Uno striscione con su scritto “la legge è uguale per tutti”, fatto volteggiare sul Senato e su casa Previti da un aereo preso in affitto da un gruppo di senatori dell’Ulivo capitanati da Nando Dalla Chiesa (fratello della più famosa Rita);
un’enorme quantità di “leggi-vergogna” (legge Cirami, falso in bilancio, etc.) che hanno come scopo più nobile la fine dell’obbligatorietà dell’azione penale e la divisione delle carriere dei magistrati e come fine ultimo la risoluzione dei problemi giudiziari di un numero imprecisato di abitanti del Parlamento e del Governo italiano;
la richiesta, da parte di “4 membri laici di centrodestra del Csm” di trasferire d’ufficio per incompatibilità ambientale il Pm Ilda Boccassini dopo che quest’ultima ha parlato di apparato militare costruito dagli imputati per corrompere i giudici, nel processo Imi-Sir.
Non è un quadro confortante. Certo, centinaia di migliaia di persone sono scese in piazza a protestare, si sono prese per mano e hanno cominciato a girare attorno ai Palazzi del potere e a riempire i palavobis perché gli sembrava quantomeno strano che uno si facesse le leggi a propria immagine ?e somiglianza. Deve essersi fatta strada nel loro cervello l’idea balzana che le leggi non devono essere come le ragnatele, che i forti le sfondano e i deboli ci restano impigliati.
Ma questo è uno strano paese in cui la gente vuole il poliziotto di quartiere, le strade ripulite da immigrati e prostitute e la tolleranza zero verso il crimine ma poi ti vota uno che ha quattordici (dico quattordici di numero) processi in corso per reati tipo corruzione, concussione e falsa testimonianza; gente a cui la giustizia sembra interessare solo quando si tratta di efferati delitti e i processi si svolgono in prima serata da Porta a porta. Qui da noi uno come Carlo Taormina può andare in televisione a dire che conosce il nome dell’assassino di Cogne, ma gli mancano ancora le prove, definirsi un “garantista” e non beccarsi neanche una pernacchia.
Chiudo con una edificante scenetta. A Cagliari, nel cinema Sant’Eulalia, hanno trasmesso il filmato della piece teatrale di Marco Paolini “2004: Odissea nel Processo” rappresentata il 19 settembre a Roma. L’iniziativa è stata della sezione sarda dell’associazione magistrati.
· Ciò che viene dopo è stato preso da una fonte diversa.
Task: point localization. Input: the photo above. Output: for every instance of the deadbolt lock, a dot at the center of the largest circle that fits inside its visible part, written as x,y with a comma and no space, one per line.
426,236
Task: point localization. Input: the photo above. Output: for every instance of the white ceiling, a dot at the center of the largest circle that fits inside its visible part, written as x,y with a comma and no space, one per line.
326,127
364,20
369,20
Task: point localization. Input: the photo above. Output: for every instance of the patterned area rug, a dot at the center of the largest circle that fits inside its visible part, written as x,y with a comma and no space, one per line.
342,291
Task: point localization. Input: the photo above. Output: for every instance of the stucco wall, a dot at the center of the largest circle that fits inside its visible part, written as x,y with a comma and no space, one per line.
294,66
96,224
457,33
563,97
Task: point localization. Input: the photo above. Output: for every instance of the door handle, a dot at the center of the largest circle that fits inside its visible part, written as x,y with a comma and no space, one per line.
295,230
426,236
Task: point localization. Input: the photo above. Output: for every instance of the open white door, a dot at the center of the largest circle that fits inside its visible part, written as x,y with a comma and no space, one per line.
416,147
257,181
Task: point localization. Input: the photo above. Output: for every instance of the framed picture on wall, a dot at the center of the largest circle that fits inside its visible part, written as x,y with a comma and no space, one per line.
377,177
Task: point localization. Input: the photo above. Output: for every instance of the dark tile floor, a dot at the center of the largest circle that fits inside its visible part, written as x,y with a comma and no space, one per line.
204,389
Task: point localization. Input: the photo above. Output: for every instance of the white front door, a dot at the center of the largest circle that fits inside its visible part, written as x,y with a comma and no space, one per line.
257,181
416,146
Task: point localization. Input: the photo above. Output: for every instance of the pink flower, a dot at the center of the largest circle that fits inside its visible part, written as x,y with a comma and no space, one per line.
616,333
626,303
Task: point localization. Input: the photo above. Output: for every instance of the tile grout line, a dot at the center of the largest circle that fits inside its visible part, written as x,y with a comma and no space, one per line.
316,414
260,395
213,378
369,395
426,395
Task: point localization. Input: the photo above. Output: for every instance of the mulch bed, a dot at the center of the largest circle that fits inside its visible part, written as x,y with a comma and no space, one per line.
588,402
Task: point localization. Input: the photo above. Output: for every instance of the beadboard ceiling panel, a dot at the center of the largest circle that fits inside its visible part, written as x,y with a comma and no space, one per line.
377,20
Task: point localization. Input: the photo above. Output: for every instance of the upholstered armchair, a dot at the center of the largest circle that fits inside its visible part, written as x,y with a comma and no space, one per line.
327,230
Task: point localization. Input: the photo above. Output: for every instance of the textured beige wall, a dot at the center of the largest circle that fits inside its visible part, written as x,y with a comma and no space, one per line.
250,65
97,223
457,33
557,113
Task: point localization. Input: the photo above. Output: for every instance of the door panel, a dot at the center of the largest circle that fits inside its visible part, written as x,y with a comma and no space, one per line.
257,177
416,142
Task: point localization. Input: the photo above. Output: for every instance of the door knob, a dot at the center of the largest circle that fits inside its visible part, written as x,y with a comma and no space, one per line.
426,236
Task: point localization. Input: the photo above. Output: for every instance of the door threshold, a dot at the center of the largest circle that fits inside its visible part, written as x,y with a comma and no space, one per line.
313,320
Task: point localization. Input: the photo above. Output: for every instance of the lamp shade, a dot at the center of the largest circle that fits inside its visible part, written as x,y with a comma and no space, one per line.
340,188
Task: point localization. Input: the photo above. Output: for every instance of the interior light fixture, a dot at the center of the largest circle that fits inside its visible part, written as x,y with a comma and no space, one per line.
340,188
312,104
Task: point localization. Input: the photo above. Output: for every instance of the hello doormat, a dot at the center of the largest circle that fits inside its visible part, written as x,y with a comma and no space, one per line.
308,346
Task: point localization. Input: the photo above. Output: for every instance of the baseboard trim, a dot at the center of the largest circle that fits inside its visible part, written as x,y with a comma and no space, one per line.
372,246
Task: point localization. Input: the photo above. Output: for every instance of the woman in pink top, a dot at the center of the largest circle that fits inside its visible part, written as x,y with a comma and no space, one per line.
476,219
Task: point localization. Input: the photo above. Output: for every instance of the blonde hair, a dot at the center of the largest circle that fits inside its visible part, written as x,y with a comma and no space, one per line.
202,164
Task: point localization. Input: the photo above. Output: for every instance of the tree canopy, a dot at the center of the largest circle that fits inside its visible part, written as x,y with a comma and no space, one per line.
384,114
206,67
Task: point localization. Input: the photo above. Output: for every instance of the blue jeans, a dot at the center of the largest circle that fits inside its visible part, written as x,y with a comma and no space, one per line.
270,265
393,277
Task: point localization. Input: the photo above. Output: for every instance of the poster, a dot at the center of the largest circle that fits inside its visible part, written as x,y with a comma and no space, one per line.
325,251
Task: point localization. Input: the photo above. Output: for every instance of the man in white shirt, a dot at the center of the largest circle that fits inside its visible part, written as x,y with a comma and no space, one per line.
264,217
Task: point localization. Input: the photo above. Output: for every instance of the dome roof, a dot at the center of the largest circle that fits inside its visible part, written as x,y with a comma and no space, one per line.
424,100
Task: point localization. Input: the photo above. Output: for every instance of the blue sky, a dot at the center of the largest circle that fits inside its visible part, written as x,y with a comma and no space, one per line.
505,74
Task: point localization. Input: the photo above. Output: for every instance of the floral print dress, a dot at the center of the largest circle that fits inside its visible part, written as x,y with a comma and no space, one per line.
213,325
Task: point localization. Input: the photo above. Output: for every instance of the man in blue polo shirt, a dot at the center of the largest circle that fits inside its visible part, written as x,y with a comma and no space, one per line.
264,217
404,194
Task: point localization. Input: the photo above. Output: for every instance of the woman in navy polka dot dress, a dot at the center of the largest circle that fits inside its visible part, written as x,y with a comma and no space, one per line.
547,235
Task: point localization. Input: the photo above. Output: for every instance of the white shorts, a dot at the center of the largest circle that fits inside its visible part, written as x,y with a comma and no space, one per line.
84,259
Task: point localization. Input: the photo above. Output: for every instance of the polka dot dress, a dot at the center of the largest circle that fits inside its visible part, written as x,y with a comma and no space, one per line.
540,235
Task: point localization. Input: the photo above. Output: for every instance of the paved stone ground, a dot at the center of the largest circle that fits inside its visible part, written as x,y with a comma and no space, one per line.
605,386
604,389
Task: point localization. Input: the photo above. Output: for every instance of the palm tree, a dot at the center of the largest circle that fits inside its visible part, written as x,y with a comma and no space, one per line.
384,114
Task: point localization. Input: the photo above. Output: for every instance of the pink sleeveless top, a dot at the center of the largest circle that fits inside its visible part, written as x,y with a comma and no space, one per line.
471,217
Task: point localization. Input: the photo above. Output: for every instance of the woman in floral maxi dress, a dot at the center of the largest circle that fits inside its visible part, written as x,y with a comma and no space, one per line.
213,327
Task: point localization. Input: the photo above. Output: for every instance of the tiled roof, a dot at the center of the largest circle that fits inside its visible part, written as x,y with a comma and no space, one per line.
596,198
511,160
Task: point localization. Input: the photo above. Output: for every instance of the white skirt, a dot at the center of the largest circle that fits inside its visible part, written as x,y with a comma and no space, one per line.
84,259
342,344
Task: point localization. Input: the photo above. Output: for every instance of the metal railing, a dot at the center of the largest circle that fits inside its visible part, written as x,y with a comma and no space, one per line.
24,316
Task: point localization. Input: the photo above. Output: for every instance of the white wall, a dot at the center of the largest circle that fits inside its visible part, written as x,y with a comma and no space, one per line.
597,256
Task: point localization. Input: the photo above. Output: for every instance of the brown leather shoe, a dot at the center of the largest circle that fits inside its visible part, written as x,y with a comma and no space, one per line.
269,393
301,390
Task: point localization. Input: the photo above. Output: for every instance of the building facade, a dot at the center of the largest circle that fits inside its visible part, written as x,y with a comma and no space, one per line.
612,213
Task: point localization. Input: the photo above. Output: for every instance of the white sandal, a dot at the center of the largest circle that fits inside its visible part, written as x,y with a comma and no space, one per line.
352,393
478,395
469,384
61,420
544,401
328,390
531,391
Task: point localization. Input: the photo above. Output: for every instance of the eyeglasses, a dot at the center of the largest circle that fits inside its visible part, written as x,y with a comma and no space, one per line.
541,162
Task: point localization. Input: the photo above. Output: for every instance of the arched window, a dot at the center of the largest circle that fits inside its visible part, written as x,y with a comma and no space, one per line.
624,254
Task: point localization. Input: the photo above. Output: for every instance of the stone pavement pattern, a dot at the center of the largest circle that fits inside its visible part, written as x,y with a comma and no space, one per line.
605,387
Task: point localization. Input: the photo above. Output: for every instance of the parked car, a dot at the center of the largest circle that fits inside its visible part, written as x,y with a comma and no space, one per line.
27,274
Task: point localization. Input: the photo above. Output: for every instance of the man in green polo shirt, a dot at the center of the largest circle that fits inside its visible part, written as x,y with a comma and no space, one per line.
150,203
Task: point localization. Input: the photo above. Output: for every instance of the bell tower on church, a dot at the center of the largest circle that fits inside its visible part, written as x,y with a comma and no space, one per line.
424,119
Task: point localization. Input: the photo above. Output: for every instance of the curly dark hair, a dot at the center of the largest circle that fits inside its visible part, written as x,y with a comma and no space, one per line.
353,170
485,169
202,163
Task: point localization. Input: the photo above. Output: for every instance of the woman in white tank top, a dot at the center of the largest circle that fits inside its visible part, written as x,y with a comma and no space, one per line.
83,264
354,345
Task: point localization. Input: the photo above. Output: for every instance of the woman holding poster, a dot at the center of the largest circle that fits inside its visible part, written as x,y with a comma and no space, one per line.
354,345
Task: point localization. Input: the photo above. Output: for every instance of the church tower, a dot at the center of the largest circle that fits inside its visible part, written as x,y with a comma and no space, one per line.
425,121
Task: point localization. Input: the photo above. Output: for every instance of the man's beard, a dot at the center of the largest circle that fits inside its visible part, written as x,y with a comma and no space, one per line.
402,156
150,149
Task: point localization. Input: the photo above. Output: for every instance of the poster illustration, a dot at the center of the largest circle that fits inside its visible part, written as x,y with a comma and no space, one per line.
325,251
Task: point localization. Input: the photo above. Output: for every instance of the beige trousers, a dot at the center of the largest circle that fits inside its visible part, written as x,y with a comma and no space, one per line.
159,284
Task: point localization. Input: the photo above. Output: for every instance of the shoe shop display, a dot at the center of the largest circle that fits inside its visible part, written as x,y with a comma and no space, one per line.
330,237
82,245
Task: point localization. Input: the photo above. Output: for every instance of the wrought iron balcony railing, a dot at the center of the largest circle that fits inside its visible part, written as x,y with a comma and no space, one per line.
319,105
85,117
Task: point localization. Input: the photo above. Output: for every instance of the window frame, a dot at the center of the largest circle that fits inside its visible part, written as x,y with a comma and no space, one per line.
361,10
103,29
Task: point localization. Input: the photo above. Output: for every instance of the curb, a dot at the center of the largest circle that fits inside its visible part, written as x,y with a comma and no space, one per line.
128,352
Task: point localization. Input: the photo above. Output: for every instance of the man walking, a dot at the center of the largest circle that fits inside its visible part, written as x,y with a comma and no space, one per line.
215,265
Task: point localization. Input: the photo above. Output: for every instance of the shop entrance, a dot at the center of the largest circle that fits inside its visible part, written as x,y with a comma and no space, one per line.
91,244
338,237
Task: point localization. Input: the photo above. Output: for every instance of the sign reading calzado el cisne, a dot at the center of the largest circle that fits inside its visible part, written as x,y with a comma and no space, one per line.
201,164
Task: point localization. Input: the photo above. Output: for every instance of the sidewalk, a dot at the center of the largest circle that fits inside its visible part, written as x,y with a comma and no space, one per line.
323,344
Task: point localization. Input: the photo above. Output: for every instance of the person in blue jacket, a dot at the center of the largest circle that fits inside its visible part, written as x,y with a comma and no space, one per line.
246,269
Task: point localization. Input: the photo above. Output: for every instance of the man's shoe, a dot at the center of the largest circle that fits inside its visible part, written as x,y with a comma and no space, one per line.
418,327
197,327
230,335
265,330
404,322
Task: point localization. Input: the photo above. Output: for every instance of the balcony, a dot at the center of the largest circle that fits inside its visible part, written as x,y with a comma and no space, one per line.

L’attore immagina il nuovo processo secondo le leggi Cirami e Pittelli, con una lunga sequenza di rinvii pretestuosi che impediscono al giudice di svolgere il suo lavoro e garantiscono l’impunità dei potenti.
Sembra che, confuso tra gli spettatori, ci fosse anche l’avvocato Francesco Onnis, deputato di spicco di Alleanza Nazionale e che quest’ultimo abbia commentato:«È una barzelletta, simpatica barzelletta».
Sono banale se dico che è divertente?